Mahrumiyetler, arzularımızın önünde bir engeldir ve engellenmek insana acı verir. O halde bizim mutlu ya da mutsuz olmamız arzularımıza kavuşabilecek gücümüz olup olmadığıyla ilgilidir. insan bebeklik döneminde mutsuz değildir, çünkü arzu ve iktidarı denge halindedir. 

Insanın arzuları ne kadar çoksa çaresizliği de o kadar büyüktür. Cünkü imkanlarının ötesine geçen arzularını tatmin edmeyen kişi, kendisini zayıf be değersiz hisseder. 

Yumuşak ve olumlu ihtiraslar kendini sevme hissinden, haşin ve çirkin ihtiraslar da benlikten doğarlar. O halde insanı esasta iyi yapan, ihtiyaçlarının az oluşu ve kendisini başkalarıyla az mukayese edişidir. Kötü yapan da çok ihtiyaçları oluşu ve çok gösteriş yapmak isteyişidir. 

- Jean Jacque Rousse, Emile 

Edvard Munch: Sommernacht am Strand, 1902/03

1776 Amerikan Bağımsızlık Bildirgesiyle birlikte insanların eşit olduğunu düşünülen demokratik bir toplum kurulmaya başlanıldı. Lakin 1830'larda Fransız tarihçi Tocqueville Amerika'yı gezerken toplumdakı yeni bi hastalığı farketti. Bolluk içinde yaşayan insanlar her zaman daha fazlasını istiyordu. Eşitsizlik kural olduğunda büyük eşitsizlikler hiç dikkati çekmez. Ama eşit toplumda yaşayan insanlar en küçük eşitsizliği bile farkederler.

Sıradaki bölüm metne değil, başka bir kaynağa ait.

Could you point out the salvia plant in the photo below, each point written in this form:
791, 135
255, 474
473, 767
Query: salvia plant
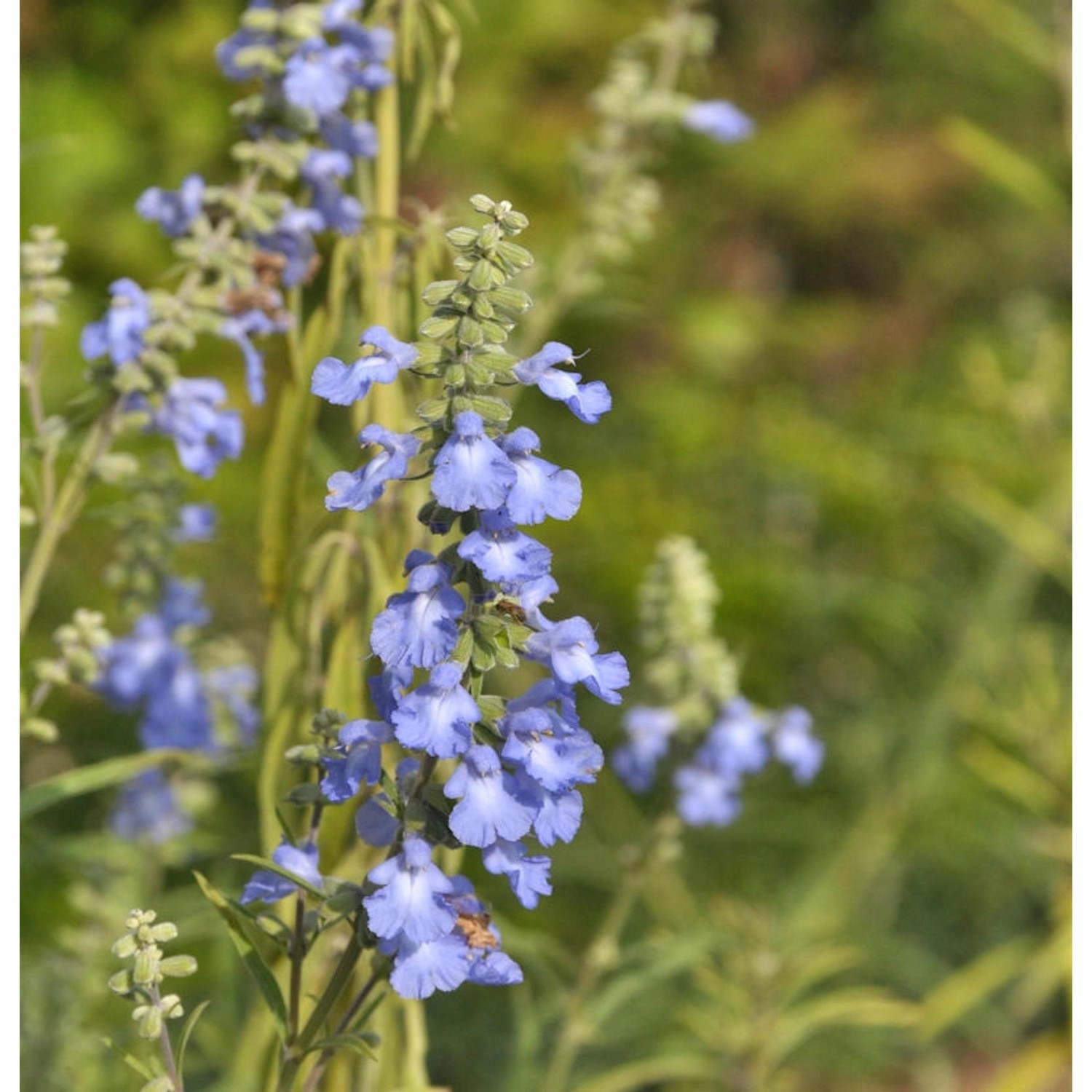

Işte tam bu yüzden bolluk içinde yaşayan demokratik toplumlar kendilerini melankolinin içinde bulurlar, Fransada intihar ve Amerikada delirme vakalarının sayısının artma sebebleri belki bunlardır diye düşünüyordu.

- Alain de Botton, Statü Endisesi 

Ve tam bu sebeple aslinda Avrupali insanlar gösteris yapmıyor. Gösteris sevmedikleri icin degil, göze batmamak icin.

PS: Berlin'in dibindeki Potsdam'da mükemmel bir Munch sergisi var 1 Nisan'a kadar. Denk gelirseniz aklınızda olsun.